It never ceases to amaze me how much can change in just a few years. It seems that recently, new technology, new fashion trends, and new slang appear more rapidly than ever. Not only that, but new stars pop up on the regular, thanks to social media; through Instagram, Twitter, or Tumblr, someone can go from being relatively unknown to being the next big thing. However, in Jennifer Lawrence’s case, you can go from being the Internet’s golden girl to their most criticized woman over the span of just a few days. I’m always a little hesitant to judge someone based on one or two hyper-analyzed statements, and more than once, I’ve given Jennifer Lawrence the benefit of the doubt. I have no idea what it’s like to have every one of my opinions and comments scrutinized by the media, and more often than not, by random people online. Lawrence is just a young twenty-something catapulted into the spotlight; she is extremely talented, and her expedient rise to fame had to have been difficult for her to process. But after Sunday’s Golden Globes, my respect for J-Law’s public persona has finally reached its breaking point.
It’s a little harsh to completely criticize every little thing that has ever come from the young actress’s mouth, unscripted – I don’t think that’s very fair. However, there have been multiple cases that exhibit J-Law’s somewhat questionable behavior. The starlet has often been praised for her unabashed and uncensored interviews, her vibrant personality, and her fearless sense of self. I admire a woman who feels confident enough to be nobody but herself, relentlessly. And a few years ago, just after the first of the Hunger Games films, I thought Jennifer Lawrence was brilliant, witty, hilarious, and an excellent role model. ‘Hollywood needs more women like her,’ I would think to myself after watching Lawrence joke on countless red carpets and witnessing her iconic Oscars fall.
But lately, my admiration for Jennifer Lawrence has started to falter. First it was her stunningly inaccurate means of portraying body positivity to the public. For years, Lawrence has been known for making statements regarding her body, and how it is unusual by Hollywood’s standards. This could not be less true, however, as Lawrence is a white, conventionally beautiful woman with a thin physique. She is not obese, and she is not average – no matter how many times she claims to be different, she is very much the epitome of Hollywood beauty standards. (Side note, being strong/muscular is not the same as being obese. Jennifer is curvy, yes, but still very thin.)

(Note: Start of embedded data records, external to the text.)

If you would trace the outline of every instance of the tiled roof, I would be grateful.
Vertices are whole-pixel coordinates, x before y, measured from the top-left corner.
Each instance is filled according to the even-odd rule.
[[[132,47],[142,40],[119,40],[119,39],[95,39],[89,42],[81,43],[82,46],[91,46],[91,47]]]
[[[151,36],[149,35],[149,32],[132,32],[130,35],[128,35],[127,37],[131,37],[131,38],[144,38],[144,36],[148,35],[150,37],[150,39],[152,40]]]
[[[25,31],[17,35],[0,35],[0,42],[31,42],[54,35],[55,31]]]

Next it was her overblown friendship with comedian Amy Schumer. The latter is notorious for her crass and “feminist” comedy, and the two women combined are an unstoppable storm of white-feminism and misandry. It seems like every day there is another story about how awesome and quirky and normal the two are, while they attend awards shows and make inappropriate, self-deprecating comments. They are pictured as the “every women” of Hollywood, but they both give off an air of entitlement. Unfortunately, the media chooses to praise the women (#SquadGoals, anyone?) rather than encourage intelligent conversation regarding the problematic behavior of both actresses. Don’t get me wrong, self-confidence and wit are admirable traits that the media hardly elects to portray in famous women, and it’s about time we have some women like that to look up to. But the way these women twist views of feminism and attempt to be genuine about their quote-unquote awkwardness is actually dangerous for their young female fans.
But overall, the most disappointing of Lawrence’s actions occurred just this Sunday at the annual Golden Globes awards in Los Angeles. As many have probably seen already, Jennifer Lawrence scolded a reporter for using his phone during her post-award press conference. The Best Actress – Comedy or Musical winner felt the reporter was being rude to her and was entitled enough to tell him “We’re at the Golden Globes. If you put your phone down, you would know that.” Yikes. This is not quirky or cute or witty in any way. This is not behavior we should be commending or condoning. This is the type of comment that deserves the public outcry it has received, especially since said reporter was using his phone to translate questions, as English was not his first language.
Jennifer Lawrence is an exceptional actress and I have a great admiration for her craft (Silver Linings Playbook is one of my all-time favorite films). But the sense of entitlement and utter disrespect for others she exudes in interviews and public appearances is exactly the opposite of what women need right now. Women need to see other women in media who are strong and confident, yes, but not in such a way that it alienates them from fans and viewers. I used to feel a sense of pride when I saw Jennifer Lawrence do something unconventional or speak her mind, but now I get the feeling that she knows she is part of this elite club that I will never be able to join. I feel like she believes she is entitled to a life much more important than mine, and I feel inferior when I see photos of her vacations and wild nights out. This is not the behavior of a role model and this is not the behavior of a woman who is looking out for the best interests of other women. Jennifer Lawrence is one of the most recognized names in media today, but she is not using her platform in a constructive way. If we keep labeling this type of entitled, brash behavior as “quirky” and “cute,” we may be leading younger generations of women astray.